# Lelit Diana



## Mark70 (Jan 12, 2020)

Anyone got experience of the Diana? 
Looking for something mainly to make a couple of milky drinks morning and evening but also espresso

Also the only supplier I can find is Caffe Italia. Anyone any experienced buying from this company. Looks like machines are ordered in UK but direct shipped

Thanks


----------



## DavecUK (Aug 6, 2013)

Avoid Cafe Italia and buy from a UK retailer like Bella Barista. If anything goes wrong you will be in a world of pain from Cafe Italia and little to no support.


----------



## Jony (Sep 8, 2017)

Stay well clear


----------



## ashcroc (Oct 28, 2016)

Mark70 said:


> Anyone got experience of the Diana?
> Looking for something mainly to make a couple of milky drinks morning and evening but also espresso
> 
> Also the only supplier I can find is Caffe Italia.
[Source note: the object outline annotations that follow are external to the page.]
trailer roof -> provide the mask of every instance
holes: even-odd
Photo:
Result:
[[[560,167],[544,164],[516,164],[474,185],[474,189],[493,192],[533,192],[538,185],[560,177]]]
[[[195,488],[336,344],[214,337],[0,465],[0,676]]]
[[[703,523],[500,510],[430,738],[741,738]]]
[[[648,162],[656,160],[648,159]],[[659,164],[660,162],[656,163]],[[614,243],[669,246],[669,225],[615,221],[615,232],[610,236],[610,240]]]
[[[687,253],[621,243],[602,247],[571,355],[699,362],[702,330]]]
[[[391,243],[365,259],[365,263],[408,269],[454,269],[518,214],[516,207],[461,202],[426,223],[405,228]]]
Anyone any experienced buying from this company. Looks like machines are ordered in UK but direct shipped
> Thanks


Suggest you steer clear of Caffe Italia. They're just box shifters who despite the website, are based in Italy & the machine will arrive with a euro plug. You could get lucky but if anything goes wrong, you've effectively got no warranty. Plenty of horror stories if you Google them.


----------



## Mark70 (Jan 12, 2020)

DavecUK said:


> Avoid Cafe Italia and buy from a UK retailer like Bella Barista. If anything goes wrong you will be in a world of pain from Cafe Italia and little to no support.


 Would love to but Bella Barista don't stock it. Sounds like I need to avoid though from your and the following post thanks


----------